Late 2016 i purchased my first home and set to work making it my own.
In the 80s my yard had lots of trees and bushes and also a 3500 sq ft garden along the side.
the trees were long gone but the stumps were left and covered with dirt, some ancient neglected beds boxwood's and holly bushes were all that was left.

2017 was a blur and was busy with a wedding and moving my wife and boys to NC from SC and outside of mowing my yard was neglected to say the least.

I started by cutting bushes and finally renting a small excavator to pull them up. Next i divided the yard into two separate areas with a fence down the back corner of the house to give me two reasonable areas
8,000 sq ft up front and 12,000 sq ft in the back. Both yards were a mixture of rough fescue ,clover and when the heat hit common Bermuda.

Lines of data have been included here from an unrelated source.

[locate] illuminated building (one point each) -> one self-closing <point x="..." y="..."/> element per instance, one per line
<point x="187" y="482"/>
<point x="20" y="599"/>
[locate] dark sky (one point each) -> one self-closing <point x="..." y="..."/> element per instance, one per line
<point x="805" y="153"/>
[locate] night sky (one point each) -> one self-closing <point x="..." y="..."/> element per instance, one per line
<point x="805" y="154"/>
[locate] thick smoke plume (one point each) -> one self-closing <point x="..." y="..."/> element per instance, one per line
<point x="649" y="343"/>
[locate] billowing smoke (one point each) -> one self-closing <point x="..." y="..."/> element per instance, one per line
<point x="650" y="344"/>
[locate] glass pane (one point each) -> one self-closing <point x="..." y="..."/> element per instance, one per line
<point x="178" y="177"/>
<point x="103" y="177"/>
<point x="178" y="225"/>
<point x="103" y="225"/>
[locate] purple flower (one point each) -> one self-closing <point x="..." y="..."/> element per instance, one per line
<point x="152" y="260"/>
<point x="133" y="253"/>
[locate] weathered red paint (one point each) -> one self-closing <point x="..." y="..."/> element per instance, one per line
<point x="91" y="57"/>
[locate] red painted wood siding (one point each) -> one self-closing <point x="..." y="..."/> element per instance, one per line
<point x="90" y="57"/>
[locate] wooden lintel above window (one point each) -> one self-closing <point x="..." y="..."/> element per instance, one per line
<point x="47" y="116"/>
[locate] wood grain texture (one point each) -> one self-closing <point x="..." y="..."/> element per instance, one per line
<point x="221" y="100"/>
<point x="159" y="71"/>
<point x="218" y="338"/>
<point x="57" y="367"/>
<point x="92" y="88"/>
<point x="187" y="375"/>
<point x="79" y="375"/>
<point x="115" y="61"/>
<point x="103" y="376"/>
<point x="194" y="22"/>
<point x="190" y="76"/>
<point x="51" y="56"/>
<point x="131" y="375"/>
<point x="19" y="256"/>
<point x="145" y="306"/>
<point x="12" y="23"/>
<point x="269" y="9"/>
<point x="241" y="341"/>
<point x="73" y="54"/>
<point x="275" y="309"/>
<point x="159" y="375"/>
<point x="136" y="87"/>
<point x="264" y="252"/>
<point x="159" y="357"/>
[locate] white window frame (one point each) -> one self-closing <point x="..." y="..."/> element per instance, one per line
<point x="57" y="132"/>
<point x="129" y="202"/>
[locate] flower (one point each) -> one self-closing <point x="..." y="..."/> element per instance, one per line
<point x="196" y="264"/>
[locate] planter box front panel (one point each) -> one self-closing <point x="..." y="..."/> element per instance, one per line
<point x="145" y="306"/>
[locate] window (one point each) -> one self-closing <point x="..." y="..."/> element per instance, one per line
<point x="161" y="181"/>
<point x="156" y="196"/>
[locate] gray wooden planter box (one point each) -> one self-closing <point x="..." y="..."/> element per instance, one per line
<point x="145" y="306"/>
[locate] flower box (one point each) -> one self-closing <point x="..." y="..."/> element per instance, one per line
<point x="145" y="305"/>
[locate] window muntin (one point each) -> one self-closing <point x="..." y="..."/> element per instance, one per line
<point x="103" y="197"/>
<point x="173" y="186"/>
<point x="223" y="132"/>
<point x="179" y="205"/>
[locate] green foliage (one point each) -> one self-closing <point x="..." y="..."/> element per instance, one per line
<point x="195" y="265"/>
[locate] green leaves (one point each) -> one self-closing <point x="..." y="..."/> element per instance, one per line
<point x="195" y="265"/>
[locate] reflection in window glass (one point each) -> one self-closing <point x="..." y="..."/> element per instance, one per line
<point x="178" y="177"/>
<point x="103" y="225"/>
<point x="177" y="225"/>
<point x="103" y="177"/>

i had no idea what i was doing and it was easier to just mow it and think i was doing some good by throwing down whatever the cheapest bag of grass seed every now and then. Which brings us to where i found this forum and all the information i'm going forward with now.


----------



## voteforfilthy89 (Feb 25, 2019)

5-14-19

I've been mowing with the husqvarna at the #1 setting all season, seeing the poa disappear as it warms up is satisfying to say the least , along with some of the cool season grass. worked on the new chapin 20 v sprayer to fix a factory leak on the hose connection inside the battery connection cover and sprayed Celsius @ mid rate certainty at reg. rate and quinkill at reg. rate. Hoping to see some results where crabgrass and nutsedge have creeped in


----------



## voteforfilthy89 (Feb 25, 2019)

These seem to be the problem spots for crabgrass and nutsedge


----------



## voteforfilthy89 (Feb 25, 2019)

Hit the problem spots hard and knocked most everything out,bumped my HOC up a notch and its staying greener. Going to try my luck with PGR this week to try and get the Bermuda to spread more


----------



## voteforfilthy89 (Feb 25, 2019)

Caught a break in the monsoon and put down some quinkill to knock down the crabgrass that my pre emergent has stopped killing


----------



## voteforfilthy89 (Feb 25, 2019)

Did a bit of plugging from the ditch and added beside the bed in front of the house.


----------



## voteforfilthy89 (Feb 25, 2019)

Did a mini leveling project, former owners had a garden and built up a hump from constantly turning up the soil in that area. Took a third of a cubic yard of sand to get it close. Looks like this will be an ongoing longterm project


----------



## Sbcgenii (May 13, 2018)

Looks like you are on the right track.


----------



## voteforfilthy89 (Feb 25, 2019)

Well its been a while and a lot has happend since this last post. Found out baby # 4 was OTW and sold the house in December of 19' found our forever home and got in in February of 20'. It has an interesting yard for sure. it is terraced and has a mix of zoysia and common bermuda but also has a tone of shady spots. Ill post some pics but im pretty sure ill be switching to the cool side of things here soon.


----------